Am Morgen des 13. September stellte sich Wolfes Armee mit dem Rücken zum Fluss in einer Reihe auf. Sie schwärmte anschließend über das Hochplateau aus, mit der rechten Flanke beim Steilhang parallel zum Sankt-Lorenz-Strom und mit der linken Flanke bei einem Steilhang über dem Tal des Rivière Saint-Charles. Während die regulären französischen Streitkräfte sich von Beauport und Québec her näherten, nahmen kanadische und indianische Scharfschützen von Bäumen und Büschen aus die linke britische Flanke unter Beschuss. Die Milizen hielten ihre Positionen während der ganzen Schlacht und ließen sich während des allgemeinen Rückzugs von dort zurückfallen; schließlich hielten sie die Brücke über den Rivière Saint-Charles.[18]

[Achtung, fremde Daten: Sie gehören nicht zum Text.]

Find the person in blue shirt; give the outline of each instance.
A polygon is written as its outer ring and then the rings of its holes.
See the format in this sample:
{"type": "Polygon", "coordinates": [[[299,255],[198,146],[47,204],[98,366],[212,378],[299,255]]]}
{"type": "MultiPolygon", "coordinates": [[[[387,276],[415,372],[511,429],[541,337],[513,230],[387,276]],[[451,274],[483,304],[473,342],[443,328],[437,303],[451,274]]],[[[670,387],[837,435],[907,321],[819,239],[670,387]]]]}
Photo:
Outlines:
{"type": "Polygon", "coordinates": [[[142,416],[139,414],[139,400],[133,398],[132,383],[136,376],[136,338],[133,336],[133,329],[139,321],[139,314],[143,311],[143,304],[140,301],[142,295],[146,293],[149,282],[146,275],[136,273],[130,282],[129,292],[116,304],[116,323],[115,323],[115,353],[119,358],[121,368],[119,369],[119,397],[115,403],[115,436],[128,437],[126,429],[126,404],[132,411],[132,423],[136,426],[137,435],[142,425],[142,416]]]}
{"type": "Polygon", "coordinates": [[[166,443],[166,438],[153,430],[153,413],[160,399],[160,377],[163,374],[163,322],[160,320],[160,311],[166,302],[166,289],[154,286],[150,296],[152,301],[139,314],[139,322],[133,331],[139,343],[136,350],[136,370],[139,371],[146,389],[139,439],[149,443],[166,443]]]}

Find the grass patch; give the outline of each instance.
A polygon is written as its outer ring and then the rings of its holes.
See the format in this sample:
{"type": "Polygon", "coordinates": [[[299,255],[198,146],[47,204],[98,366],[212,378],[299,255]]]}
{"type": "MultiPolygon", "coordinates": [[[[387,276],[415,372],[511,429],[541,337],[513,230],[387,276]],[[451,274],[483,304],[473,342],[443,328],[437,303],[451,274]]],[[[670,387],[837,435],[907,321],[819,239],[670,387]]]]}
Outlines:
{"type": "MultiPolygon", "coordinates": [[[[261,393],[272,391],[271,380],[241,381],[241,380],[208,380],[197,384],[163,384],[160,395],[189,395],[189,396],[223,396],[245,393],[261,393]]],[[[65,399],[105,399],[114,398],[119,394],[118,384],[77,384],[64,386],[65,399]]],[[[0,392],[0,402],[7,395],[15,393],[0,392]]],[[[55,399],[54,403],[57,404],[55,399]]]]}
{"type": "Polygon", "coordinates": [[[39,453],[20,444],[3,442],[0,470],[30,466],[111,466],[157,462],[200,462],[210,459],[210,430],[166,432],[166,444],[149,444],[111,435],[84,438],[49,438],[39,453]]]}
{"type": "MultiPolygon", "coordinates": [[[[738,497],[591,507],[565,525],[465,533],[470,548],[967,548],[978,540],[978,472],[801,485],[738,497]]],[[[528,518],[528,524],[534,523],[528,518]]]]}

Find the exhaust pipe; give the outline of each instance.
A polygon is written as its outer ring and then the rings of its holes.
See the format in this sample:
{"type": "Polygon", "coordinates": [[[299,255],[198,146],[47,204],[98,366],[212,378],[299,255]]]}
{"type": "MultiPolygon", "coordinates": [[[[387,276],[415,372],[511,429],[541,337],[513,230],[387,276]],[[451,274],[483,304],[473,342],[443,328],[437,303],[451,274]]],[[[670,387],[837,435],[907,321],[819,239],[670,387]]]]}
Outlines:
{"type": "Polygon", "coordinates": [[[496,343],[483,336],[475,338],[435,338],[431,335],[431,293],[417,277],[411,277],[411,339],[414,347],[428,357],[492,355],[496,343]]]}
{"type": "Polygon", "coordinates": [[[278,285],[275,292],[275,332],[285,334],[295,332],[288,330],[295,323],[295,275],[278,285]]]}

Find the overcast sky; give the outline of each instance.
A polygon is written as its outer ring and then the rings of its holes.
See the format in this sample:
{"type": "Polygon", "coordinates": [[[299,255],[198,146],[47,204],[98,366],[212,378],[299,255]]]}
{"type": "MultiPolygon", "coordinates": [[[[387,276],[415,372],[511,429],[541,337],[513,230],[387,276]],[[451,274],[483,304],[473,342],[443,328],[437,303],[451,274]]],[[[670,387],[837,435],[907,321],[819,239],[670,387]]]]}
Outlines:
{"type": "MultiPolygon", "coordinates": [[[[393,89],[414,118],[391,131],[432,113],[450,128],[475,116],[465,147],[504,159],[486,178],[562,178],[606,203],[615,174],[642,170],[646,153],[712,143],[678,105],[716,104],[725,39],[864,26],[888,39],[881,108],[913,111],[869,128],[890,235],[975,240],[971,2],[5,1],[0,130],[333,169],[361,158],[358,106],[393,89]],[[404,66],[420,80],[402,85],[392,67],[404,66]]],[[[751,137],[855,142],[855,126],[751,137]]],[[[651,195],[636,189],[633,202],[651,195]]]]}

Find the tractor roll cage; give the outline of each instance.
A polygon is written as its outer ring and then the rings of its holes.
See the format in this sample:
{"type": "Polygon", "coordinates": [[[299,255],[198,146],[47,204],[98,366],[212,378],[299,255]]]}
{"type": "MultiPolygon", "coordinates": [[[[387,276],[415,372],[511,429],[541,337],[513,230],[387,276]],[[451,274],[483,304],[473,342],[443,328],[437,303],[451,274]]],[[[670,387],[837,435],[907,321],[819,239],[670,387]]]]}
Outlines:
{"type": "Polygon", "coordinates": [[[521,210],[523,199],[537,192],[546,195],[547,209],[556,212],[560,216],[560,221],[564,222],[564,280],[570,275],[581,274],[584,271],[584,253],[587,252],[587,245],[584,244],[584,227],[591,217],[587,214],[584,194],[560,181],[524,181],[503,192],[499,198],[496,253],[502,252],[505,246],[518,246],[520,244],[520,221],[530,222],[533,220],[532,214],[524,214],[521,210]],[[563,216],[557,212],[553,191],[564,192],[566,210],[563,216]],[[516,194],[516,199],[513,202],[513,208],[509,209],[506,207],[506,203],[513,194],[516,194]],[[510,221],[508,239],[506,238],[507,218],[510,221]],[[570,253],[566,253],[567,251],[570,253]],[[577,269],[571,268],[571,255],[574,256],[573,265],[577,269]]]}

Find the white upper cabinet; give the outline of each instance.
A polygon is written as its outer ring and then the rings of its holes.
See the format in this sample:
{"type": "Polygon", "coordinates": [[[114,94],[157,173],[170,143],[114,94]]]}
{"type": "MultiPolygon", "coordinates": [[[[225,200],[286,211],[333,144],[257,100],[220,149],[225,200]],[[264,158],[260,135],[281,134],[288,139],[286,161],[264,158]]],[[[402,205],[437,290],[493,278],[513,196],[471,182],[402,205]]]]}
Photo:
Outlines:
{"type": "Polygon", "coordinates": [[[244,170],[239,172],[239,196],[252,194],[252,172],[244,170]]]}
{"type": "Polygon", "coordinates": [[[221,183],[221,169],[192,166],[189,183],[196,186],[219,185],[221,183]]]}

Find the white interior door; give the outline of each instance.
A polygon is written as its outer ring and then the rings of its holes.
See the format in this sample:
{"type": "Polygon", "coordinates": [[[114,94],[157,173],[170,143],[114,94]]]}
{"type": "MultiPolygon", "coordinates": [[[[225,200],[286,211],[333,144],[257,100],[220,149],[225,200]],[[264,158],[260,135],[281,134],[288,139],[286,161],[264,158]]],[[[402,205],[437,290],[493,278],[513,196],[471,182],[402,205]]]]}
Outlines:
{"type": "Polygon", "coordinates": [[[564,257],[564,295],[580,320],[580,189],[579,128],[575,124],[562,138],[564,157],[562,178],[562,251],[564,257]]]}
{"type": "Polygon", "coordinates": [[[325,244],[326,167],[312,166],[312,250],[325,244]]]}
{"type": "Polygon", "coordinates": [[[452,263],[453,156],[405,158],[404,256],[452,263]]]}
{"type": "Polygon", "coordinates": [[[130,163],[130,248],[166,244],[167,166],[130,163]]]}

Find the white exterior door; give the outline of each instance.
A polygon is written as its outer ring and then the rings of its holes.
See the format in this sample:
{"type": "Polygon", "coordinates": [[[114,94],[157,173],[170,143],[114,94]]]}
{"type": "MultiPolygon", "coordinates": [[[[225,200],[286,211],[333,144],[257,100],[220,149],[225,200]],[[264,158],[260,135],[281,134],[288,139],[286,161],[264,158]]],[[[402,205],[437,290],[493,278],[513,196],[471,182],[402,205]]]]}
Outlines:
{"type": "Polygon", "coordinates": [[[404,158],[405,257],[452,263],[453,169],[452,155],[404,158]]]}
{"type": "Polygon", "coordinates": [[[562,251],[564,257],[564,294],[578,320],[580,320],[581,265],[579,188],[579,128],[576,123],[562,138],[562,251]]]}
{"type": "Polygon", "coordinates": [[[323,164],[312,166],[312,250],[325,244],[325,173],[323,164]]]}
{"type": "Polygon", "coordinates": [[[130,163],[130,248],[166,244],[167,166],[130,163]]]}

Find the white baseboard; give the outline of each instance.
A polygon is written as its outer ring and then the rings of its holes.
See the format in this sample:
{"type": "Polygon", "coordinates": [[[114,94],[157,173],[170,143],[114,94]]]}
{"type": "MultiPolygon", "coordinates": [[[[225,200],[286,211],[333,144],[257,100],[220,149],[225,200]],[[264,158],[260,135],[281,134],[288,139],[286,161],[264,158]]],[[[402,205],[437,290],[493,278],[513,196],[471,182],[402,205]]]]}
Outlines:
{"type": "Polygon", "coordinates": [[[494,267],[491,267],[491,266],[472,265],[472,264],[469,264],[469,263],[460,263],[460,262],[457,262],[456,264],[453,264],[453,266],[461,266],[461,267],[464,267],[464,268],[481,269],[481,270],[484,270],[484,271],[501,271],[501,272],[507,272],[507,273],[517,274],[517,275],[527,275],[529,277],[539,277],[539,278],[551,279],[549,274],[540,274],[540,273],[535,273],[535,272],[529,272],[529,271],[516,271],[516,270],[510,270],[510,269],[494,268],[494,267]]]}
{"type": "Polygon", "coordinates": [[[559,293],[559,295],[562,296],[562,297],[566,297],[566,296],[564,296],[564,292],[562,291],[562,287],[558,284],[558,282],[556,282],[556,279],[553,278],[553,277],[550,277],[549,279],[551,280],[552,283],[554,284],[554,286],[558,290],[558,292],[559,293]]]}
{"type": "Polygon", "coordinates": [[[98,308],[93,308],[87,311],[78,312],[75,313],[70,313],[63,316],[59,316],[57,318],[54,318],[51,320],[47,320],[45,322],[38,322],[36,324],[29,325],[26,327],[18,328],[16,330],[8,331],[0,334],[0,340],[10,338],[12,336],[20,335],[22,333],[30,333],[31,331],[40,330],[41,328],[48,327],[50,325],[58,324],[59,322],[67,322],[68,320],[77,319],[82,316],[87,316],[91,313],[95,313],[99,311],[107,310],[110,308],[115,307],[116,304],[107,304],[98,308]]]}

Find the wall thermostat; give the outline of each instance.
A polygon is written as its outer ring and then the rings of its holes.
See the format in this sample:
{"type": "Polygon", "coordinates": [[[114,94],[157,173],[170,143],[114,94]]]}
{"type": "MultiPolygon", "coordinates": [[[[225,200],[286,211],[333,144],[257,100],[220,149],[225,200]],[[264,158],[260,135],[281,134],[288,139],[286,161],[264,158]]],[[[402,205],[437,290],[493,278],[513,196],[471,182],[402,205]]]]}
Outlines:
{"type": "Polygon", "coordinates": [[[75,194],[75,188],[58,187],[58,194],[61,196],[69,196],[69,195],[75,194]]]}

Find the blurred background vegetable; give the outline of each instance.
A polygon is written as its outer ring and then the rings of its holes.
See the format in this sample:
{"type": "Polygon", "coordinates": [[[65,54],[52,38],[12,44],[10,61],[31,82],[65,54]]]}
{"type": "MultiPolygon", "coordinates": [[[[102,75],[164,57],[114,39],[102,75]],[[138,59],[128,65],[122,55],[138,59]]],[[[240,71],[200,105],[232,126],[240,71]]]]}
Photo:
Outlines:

Rund 3300 britische Soldaten bildeten eine flache Hufeisenformation, die sich über die gesamte Breite des Hochplateaus erstreckte; die Hauptfeuerlinie war rund einen Kilometer lang. Um das gesamte Hochplateau abzudecken, musste Wolfe seine Soldaten zwei Reihen tief anordnen (statt der sonst üblichen drei Reihen). Am linken Flügel lieferten sich Regimenter unter Townshend einen Schusswechsel mit den Milizen im Gebüsch und nahmen mehrere Häuser sowie eine Getreidemühle ein, um die Linie zu verankern. Die Verteidiger trieben die Briten von einem der Häuser weg, wurden jedoch zurückgeschlagen, woraufhin sie mehrere Häuser in Brand steckten, um sie nicht in die Hand des Feindes fallen zu lassen. Der aufsteigende Rauch verbarg die linke britische Flanke und trug möglicherweise dazu bei, dass Montcalm die Breite der Linie falsch einschätzte.[19] Als Wolfes Männer auf die Verteidiger warteten, wuchs das Feuer so stark an, dass er ihnen befahl, sich im hohen Gras und Gebüsch hinzulegen.[20]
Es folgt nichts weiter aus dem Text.